Hollow Core Bracelet/Stakes

I tried an Ace Hardware store Tues and was offered a two incher.
Today I visited a localy owned hardware store that I tend to
avoid for several reasons…it has so much stuff, both old and
new, and is so crowded that it is almost impossible to navigate
the asles or to find what is being looked for.I don’t know how
they could ever do an accurate inventory. Also, once I am there,
it is hard for me to make myself leave. They had drift pins but
they called them drift punchs. There were two in the size range
that I wanted and they were in an old dusty box jumbled in with
hammers and pry bars. They are going to order more sizes and
have them for me next Weds. (Yeah I know, I was only talking one
but once I get started on a thing, it’s easy for the project to
grow.)

Anticlastic forming requires different sized mandrels depending on the
size of the item you’re making. Sinosoidal mandrels can be made from any
tapered steel bar. One that comes quickly to mind is the ring mandrel. Of
course, after you’ve put the fancy ripples in it, it won’t work too good
for rings (bg).

The only source of ‘drifts’ that I’m familiar with that would be large
enough to be made into a mandrels are those used by the steel workers
that put up the skeletons of the the typical NYC skyscrappers. Their tools
usually have a wrench on one end & the other end is tapered to aid in
lining up the holes in 2 pieces of steel.

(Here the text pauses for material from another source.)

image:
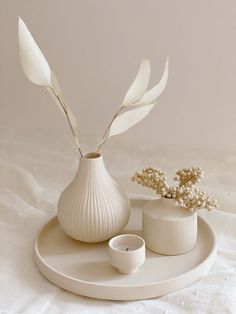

FWIW. A ‘drift’ is any tapered tool used to line-up the holes in multiple
items, or seperated closely mated parts. They can very in size from a few
thousanths in. to several inches in diameter, lengths vary according to
diameter, 1 in to over 2 ft. The size is determined by the smallest
diameter hole the tool will go into.

The '97 MSC catalog lists 7 drift punches, 3/32" to 3/8" diameter, all 10
5/8" long.

Probably the best stakes can be made from 1 to 1 1/2" diameter steel rod
about 18" long, that has been taper turned from full diameter to about
1/2". The small diameter depends on the size of the items to be formed
over it. Most any machine shop can handle taper turning on that scale.

I’ve made several tapered mandrels for forming chain rings.